The Man-cub has been taunted by a particular girl for 2 years. She's not toyed with him in a flirtatious manner, mind you. This young lady has been cruel and hateful. Instead of encouraging him to push back, I asked him to find it in himself to be compassionate. I suggested that she might have a bad home life; no one to kiss her and say 'I love you' as she left for school. He's admitted that it's often difficult and he'll raise his voice in frustration. It's never been bad enough for his teachers to contact me. However, I have inquired about this girl's continuing badgering. I recently spoke to the woman who was my son's teacher's aide. She confided in me that the girl in question had indeed been in an unstable environment. She's one of 7 children. She and her twin sister were told they were no longer wanted (by their mother) and given to foster care. My face fell in shock. I shared with the teacher's aide how I had encouraged Spenser to deal with this girl. I added that I had alerted the school administration about the ongoing issue. They promised to monitor it. I mean, they have to since bullying has a zero tolerance policy.
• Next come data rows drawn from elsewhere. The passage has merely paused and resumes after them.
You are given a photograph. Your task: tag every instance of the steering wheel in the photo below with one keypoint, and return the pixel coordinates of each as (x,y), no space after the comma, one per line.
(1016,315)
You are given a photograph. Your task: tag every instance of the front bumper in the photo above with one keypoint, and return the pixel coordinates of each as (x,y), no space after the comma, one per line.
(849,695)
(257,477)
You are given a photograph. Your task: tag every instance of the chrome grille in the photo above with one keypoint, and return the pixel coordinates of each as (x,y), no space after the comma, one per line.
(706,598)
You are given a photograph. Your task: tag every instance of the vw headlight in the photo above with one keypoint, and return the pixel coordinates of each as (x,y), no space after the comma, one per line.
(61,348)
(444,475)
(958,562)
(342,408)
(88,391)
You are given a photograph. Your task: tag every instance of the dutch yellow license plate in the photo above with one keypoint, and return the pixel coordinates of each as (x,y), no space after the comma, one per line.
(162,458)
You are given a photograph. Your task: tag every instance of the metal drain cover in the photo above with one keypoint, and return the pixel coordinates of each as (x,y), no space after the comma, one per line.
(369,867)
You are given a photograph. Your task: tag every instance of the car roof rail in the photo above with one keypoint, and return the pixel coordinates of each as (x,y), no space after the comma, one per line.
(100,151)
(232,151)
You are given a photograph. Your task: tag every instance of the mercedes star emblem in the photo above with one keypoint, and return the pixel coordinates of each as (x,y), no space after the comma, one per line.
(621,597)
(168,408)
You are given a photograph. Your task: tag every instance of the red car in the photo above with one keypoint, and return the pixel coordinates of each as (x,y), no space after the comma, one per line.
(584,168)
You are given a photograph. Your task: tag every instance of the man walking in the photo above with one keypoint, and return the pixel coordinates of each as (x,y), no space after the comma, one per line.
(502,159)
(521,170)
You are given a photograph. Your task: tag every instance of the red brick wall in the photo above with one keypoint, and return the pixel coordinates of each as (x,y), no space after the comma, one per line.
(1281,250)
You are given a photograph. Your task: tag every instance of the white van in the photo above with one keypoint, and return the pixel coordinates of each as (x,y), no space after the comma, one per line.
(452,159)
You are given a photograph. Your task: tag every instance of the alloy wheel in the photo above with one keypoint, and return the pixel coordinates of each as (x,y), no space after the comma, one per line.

She told me she would personally talk to the girl. Apparently, she saw the need in this girl's life for a positive role model and took it upon herself to do so.
I felt it necessary to inform Man-cub that his means of handling 'the girl' was appropriate and well praised. He was exhibiting the Golden Rule. I insisted that he keep this information about her foster care to himself as I did not want her to suffer ridicule or embarrassment. We were discussing his school day as we always do, and he told me about the Christmas cards that he was making for his teachers and Grandma. "Oh, and I made one for A, too. I told her Merry Christmas and that I was sorry for yelling at her when I was angry." A being the young lady who's harassed him. As corny as this may sound, my son just gave me the best gift any mother could receive at this joyous time of year.
He knows his gesture of kindness and wiping the slate clean may not be welcomed or outwardly appreciated. It came from his heart to let her know that bygones are bygones. He's learned to do something I find incredibly difficult: Forgiving my enemies. The student becomes the teacher.

1 comment:

  1. Crying...Spen is extraordinary. And so, my darling sister, is his mother. One time Dad told me that he was proud of what I had taught my sons. "You are the one who made them who they are. And they are wonderful children. Be proud!" On this Christmas Eve, hear those words being sent to you. Dad knows. The Father knows. Merry Christmas!